[openstack-dev] [Keystone][Fernet] HA SQL backend for Fernet keys
dolph.mathews at gmail.com
Mon Jul 27 19:30:50 UTC 2015
On Mon, Jul 27, 2015 at 2:03 PM, Clint Byrum <clint at fewbar.com> wrote:
> Excerpts from Dolph Mathews's message of 2015-07-27 11:48:12 -0700:
> > On Mon, Jul 27, 2015 at 1:31 PM, Clint Byrum <clint at fewbar.com> wrote:
> > > Excerpts from Alexander Makarov's message of 2015-07-27 10:01:34 -0700:
> > > > Greetings!
> > > >
> > > > I'd like to discuss pro's and contra's of having Fernet encryption
> > > > stored in a database backend.
> > > > The idea itself emerged during discussion about synchronizing rotated
> > > keys
> > > > in HA environment.
> > > > Now Fernet keys are stored in the filesystem that has some
> > > > issues in unstable cluster.
> > > > OTOH, making SQL highly available is considered easier than that for
> > > > filesystem.
> > > >
> > >
> > > I don't think HA is the root of the problem here. The problem is
> > > synchronization. If I have 3 keystone servers (n+1), and I rotate keys
> > > them, I must very carefully restart them all at the exact right time to
> > > make sure one of them doesn't issue a token which will not be validated
> > > on another. This is quite a real possibility because the validation
> > > will not come from the user, but from the service, so it's not like we
> > > can use simple persistence rules. One would need a layer 7 capable load
> > > balancer that can find the token ID and make sure it goes back to the
> > > server that issued it.
> > >
> > This is not true (or if it is, I'd love see a bug report).

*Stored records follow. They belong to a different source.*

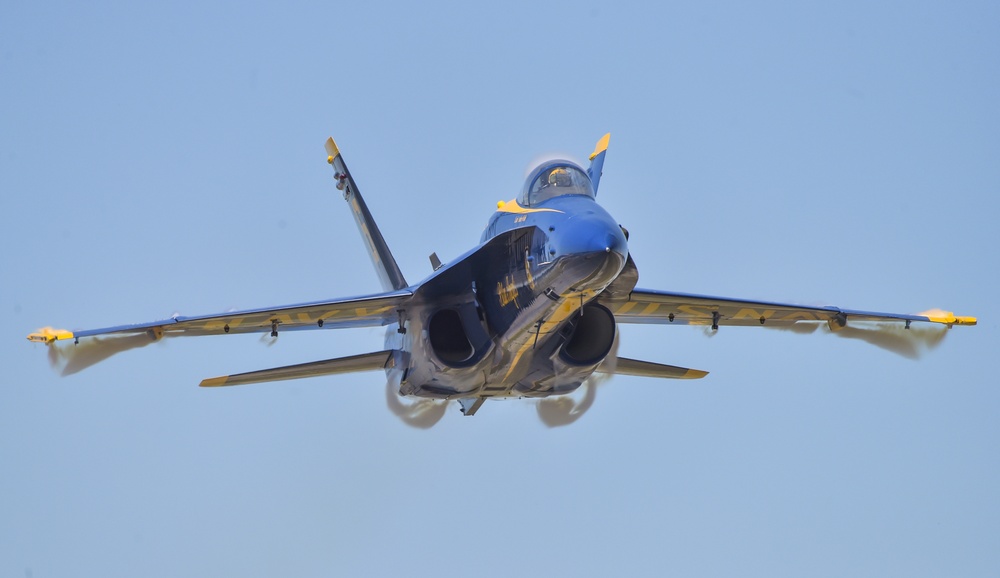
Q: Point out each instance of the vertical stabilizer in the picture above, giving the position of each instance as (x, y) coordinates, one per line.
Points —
(597, 160)
(385, 265)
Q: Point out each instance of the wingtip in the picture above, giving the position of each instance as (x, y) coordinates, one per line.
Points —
(214, 381)
(948, 318)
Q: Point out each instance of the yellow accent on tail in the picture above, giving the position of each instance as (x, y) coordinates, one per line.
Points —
(602, 145)
(331, 150)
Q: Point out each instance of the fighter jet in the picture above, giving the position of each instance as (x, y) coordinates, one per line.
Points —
(530, 312)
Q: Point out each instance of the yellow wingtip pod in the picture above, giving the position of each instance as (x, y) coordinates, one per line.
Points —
(214, 381)
(602, 145)
(947, 317)
(48, 335)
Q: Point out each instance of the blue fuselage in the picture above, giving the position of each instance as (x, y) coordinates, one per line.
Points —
(526, 324)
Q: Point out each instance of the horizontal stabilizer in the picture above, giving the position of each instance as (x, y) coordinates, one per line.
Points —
(626, 366)
(363, 362)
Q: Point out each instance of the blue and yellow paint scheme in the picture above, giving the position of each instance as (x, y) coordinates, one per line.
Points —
(532, 311)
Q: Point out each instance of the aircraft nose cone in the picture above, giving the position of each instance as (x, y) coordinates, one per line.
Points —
(597, 248)
(590, 237)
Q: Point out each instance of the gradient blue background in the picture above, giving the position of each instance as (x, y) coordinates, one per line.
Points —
(161, 158)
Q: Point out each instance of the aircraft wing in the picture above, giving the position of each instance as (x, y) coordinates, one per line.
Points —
(649, 306)
(365, 311)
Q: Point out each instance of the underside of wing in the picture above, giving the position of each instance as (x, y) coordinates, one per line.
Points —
(626, 366)
(363, 362)
(649, 306)
(366, 311)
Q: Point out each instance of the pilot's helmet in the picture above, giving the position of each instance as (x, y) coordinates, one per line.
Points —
(559, 177)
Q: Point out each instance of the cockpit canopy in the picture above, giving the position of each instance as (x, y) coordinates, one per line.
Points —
(555, 179)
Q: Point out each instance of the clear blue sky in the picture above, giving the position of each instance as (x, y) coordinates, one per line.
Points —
(167, 157)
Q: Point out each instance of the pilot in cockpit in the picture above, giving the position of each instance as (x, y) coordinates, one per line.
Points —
(559, 177)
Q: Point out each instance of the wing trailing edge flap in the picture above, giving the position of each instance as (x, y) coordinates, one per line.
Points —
(649, 306)
(366, 311)
(626, 366)
(351, 364)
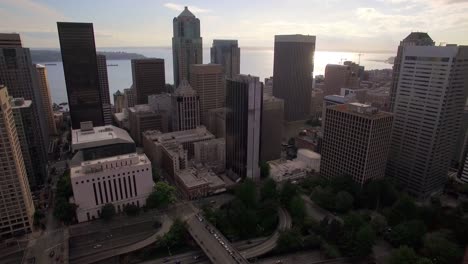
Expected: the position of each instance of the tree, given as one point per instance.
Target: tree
(107, 212)
(403, 255)
(408, 233)
(440, 249)
(264, 170)
(131, 210)
(343, 202)
(162, 195)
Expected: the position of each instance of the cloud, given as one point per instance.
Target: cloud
(178, 7)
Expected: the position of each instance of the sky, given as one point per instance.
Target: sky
(340, 25)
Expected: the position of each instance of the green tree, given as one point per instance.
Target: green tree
(408, 233)
(107, 212)
(344, 201)
(264, 170)
(403, 255)
(440, 249)
(162, 195)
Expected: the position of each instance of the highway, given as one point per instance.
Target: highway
(216, 247)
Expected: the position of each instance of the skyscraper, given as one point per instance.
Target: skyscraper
(243, 124)
(46, 99)
(227, 53)
(292, 72)
(186, 45)
(413, 39)
(208, 81)
(20, 76)
(148, 78)
(356, 141)
(17, 207)
(185, 107)
(428, 107)
(104, 88)
(81, 73)
(272, 128)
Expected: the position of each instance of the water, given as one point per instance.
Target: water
(258, 62)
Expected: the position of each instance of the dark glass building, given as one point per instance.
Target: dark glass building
(81, 72)
(292, 74)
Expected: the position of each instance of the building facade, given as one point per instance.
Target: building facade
(16, 204)
(356, 142)
(81, 73)
(272, 128)
(227, 53)
(243, 124)
(148, 78)
(428, 108)
(292, 72)
(46, 99)
(208, 81)
(104, 88)
(186, 45)
(185, 107)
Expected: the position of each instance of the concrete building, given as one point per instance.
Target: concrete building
(428, 107)
(107, 169)
(211, 154)
(81, 73)
(104, 88)
(208, 81)
(227, 53)
(129, 97)
(243, 124)
(215, 120)
(356, 142)
(142, 118)
(340, 76)
(272, 128)
(292, 72)
(46, 99)
(17, 207)
(413, 39)
(119, 101)
(20, 76)
(186, 107)
(148, 78)
(186, 45)
(172, 151)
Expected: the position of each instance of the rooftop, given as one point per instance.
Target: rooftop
(99, 136)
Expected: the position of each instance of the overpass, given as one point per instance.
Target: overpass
(216, 247)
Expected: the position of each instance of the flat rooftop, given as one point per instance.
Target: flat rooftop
(99, 136)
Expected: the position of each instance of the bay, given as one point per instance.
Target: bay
(257, 62)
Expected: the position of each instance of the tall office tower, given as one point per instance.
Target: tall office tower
(19, 74)
(129, 97)
(356, 142)
(46, 99)
(148, 78)
(243, 124)
(17, 207)
(227, 53)
(340, 76)
(186, 107)
(413, 39)
(292, 72)
(208, 81)
(272, 128)
(81, 73)
(119, 101)
(428, 109)
(104, 88)
(186, 45)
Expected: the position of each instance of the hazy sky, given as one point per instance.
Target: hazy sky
(348, 25)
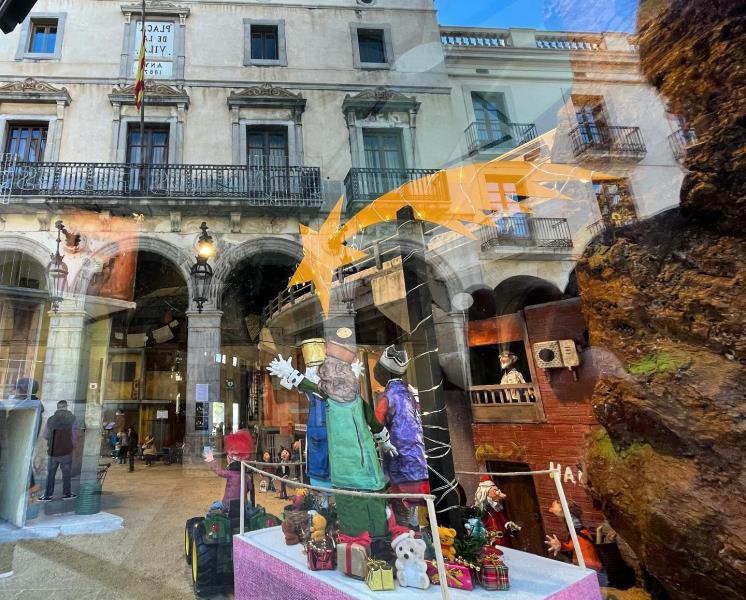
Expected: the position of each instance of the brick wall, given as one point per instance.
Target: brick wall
(568, 411)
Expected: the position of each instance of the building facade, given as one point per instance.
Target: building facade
(259, 116)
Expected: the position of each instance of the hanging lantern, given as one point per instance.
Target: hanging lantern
(57, 272)
(201, 271)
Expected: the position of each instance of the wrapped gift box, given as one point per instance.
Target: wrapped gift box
(320, 557)
(380, 576)
(352, 559)
(493, 574)
(458, 576)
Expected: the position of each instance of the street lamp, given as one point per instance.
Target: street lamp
(57, 271)
(201, 272)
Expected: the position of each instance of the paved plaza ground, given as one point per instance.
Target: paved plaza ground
(143, 560)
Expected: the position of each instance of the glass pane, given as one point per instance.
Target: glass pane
(371, 46)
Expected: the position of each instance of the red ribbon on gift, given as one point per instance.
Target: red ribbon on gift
(363, 540)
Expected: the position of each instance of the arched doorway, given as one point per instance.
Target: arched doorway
(23, 320)
(248, 398)
(144, 370)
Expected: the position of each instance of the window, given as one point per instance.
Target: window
(267, 146)
(267, 151)
(155, 149)
(372, 46)
(383, 149)
(41, 37)
(27, 141)
(264, 43)
(155, 144)
(492, 123)
(590, 114)
(615, 202)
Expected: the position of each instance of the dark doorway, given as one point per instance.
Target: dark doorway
(521, 505)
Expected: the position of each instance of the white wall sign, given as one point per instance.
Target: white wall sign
(159, 48)
(568, 475)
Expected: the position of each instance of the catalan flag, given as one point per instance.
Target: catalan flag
(140, 81)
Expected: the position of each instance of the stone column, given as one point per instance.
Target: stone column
(65, 378)
(203, 345)
(65, 358)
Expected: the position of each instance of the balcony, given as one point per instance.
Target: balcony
(505, 404)
(593, 141)
(535, 232)
(467, 37)
(681, 140)
(264, 186)
(512, 135)
(365, 185)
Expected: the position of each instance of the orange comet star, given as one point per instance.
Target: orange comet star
(323, 253)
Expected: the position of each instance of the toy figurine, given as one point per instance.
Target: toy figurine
(511, 375)
(585, 538)
(411, 568)
(475, 529)
(397, 410)
(352, 431)
(447, 542)
(317, 447)
(489, 499)
(238, 446)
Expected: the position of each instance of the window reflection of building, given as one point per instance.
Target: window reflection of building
(23, 320)
(615, 202)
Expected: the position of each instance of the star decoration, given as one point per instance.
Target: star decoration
(323, 253)
(458, 199)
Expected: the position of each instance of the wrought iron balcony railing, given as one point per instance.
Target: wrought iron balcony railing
(254, 185)
(680, 140)
(480, 135)
(474, 38)
(595, 140)
(537, 232)
(365, 185)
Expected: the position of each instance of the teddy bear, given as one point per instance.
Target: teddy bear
(318, 526)
(411, 570)
(447, 542)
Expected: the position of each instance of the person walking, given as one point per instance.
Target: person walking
(124, 443)
(132, 435)
(61, 433)
(149, 450)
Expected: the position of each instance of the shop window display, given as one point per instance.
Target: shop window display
(393, 324)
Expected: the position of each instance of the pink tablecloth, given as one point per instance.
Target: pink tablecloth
(265, 569)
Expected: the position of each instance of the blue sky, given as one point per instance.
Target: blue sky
(556, 15)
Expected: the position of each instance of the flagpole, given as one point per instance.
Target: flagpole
(142, 113)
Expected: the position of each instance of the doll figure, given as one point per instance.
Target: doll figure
(284, 471)
(238, 446)
(489, 499)
(511, 375)
(317, 445)
(397, 410)
(352, 431)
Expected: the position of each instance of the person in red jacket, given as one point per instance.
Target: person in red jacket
(489, 499)
(585, 538)
(238, 446)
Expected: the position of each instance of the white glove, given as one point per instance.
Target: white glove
(312, 375)
(513, 528)
(280, 367)
(384, 441)
(357, 368)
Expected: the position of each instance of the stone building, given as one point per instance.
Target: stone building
(258, 117)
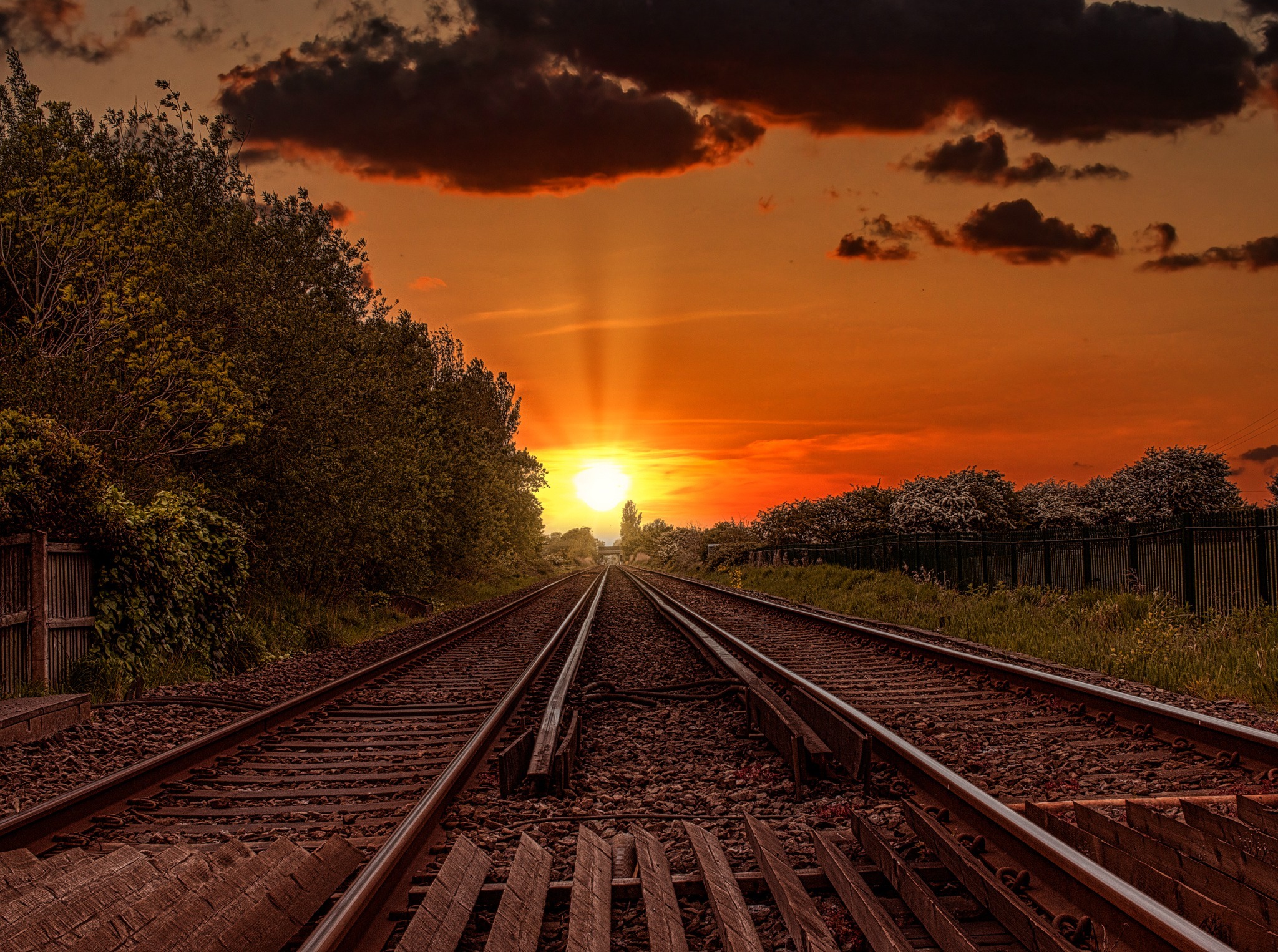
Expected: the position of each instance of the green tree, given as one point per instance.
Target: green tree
(632, 525)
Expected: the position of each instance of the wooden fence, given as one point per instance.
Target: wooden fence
(46, 609)
(1218, 561)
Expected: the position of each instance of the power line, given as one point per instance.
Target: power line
(1245, 434)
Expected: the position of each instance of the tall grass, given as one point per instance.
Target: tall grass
(1144, 638)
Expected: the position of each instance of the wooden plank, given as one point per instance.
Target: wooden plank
(518, 923)
(661, 906)
(547, 732)
(914, 892)
(590, 924)
(991, 892)
(1254, 812)
(874, 921)
(246, 905)
(115, 928)
(1065, 832)
(803, 921)
(1207, 849)
(446, 909)
(47, 921)
(733, 919)
(1231, 831)
(172, 928)
(1227, 924)
(115, 924)
(14, 860)
(1198, 876)
(280, 903)
(513, 762)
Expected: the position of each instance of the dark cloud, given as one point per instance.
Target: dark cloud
(1061, 69)
(871, 250)
(984, 160)
(339, 213)
(1158, 238)
(480, 113)
(1254, 256)
(1017, 231)
(50, 27)
(1262, 454)
(1022, 234)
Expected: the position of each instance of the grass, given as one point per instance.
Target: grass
(280, 625)
(1140, 637)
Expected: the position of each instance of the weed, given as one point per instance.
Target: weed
(1138, 636)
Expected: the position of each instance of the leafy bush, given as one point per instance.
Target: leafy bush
(170, 582)
(49, 480)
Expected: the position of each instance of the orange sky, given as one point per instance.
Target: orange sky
(696, 330)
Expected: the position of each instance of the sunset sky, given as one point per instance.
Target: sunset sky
(638, 216)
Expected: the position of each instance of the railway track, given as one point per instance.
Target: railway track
(354, 774)
(936, 795)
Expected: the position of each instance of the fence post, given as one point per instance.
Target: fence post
(1188, 560)
(1133, 558)
(1086, 558)
(37, 609)
(1263, 582)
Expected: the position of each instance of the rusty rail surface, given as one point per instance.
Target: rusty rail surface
(68, 815)
(1256, 748)
(1126, 913)
(358, 919)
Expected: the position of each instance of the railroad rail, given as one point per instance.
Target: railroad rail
(372, 755)
(359, 775)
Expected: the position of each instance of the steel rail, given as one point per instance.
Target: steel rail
(353, 923)
(35, 827)
(1167, 720)
(1161, 924)
(549, 731)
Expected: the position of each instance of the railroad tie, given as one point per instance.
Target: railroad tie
(661, 906)
(442, 916)
(518, 923)
(804, 923)
(590, 923)
(731, 916)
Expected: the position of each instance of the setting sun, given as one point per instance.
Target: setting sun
(601, 486)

> > fernet_rotate uses a three phase rotation strategy (staged -> primary ->
> > secondary) that allows you to distribute a staged key (used only for
> > validation) throughout your cluster before it becomes a primary key (used
> > for token creation and validation) anywhere. Secondary keys are only used
> > for token validation.
> > All you have to do is atomically replace the fernet key directory with a
> > new key set.
> > You also don't have to restart keystone for it to pickup new keys dropped
> > onto the filesystem beneath it.
> That's great news! Is this documented anywhere? I dug through the
> operators guides, security guide, install guide, etc. Nothing described
> this dance, which is impressive and should be written down!
(BTW, your original assumption would normally have been an accurate one!)
I don't believe it's documented in any of those places, yet. The best
explanation of the three phases in tree I'm aware of is probably this
(which isn't particularly accessible..):
Lance Bragstad and I also gave a small presentation at the Vancouver summit
on the behavior and he mentions the same on one of his blog posts:
> I even tried to discern how it worked from the code but it actually
> looks like it does not work the way you describe on casual investigation.
I don't blame you! I'll work to improve the user-facing docs on the topic.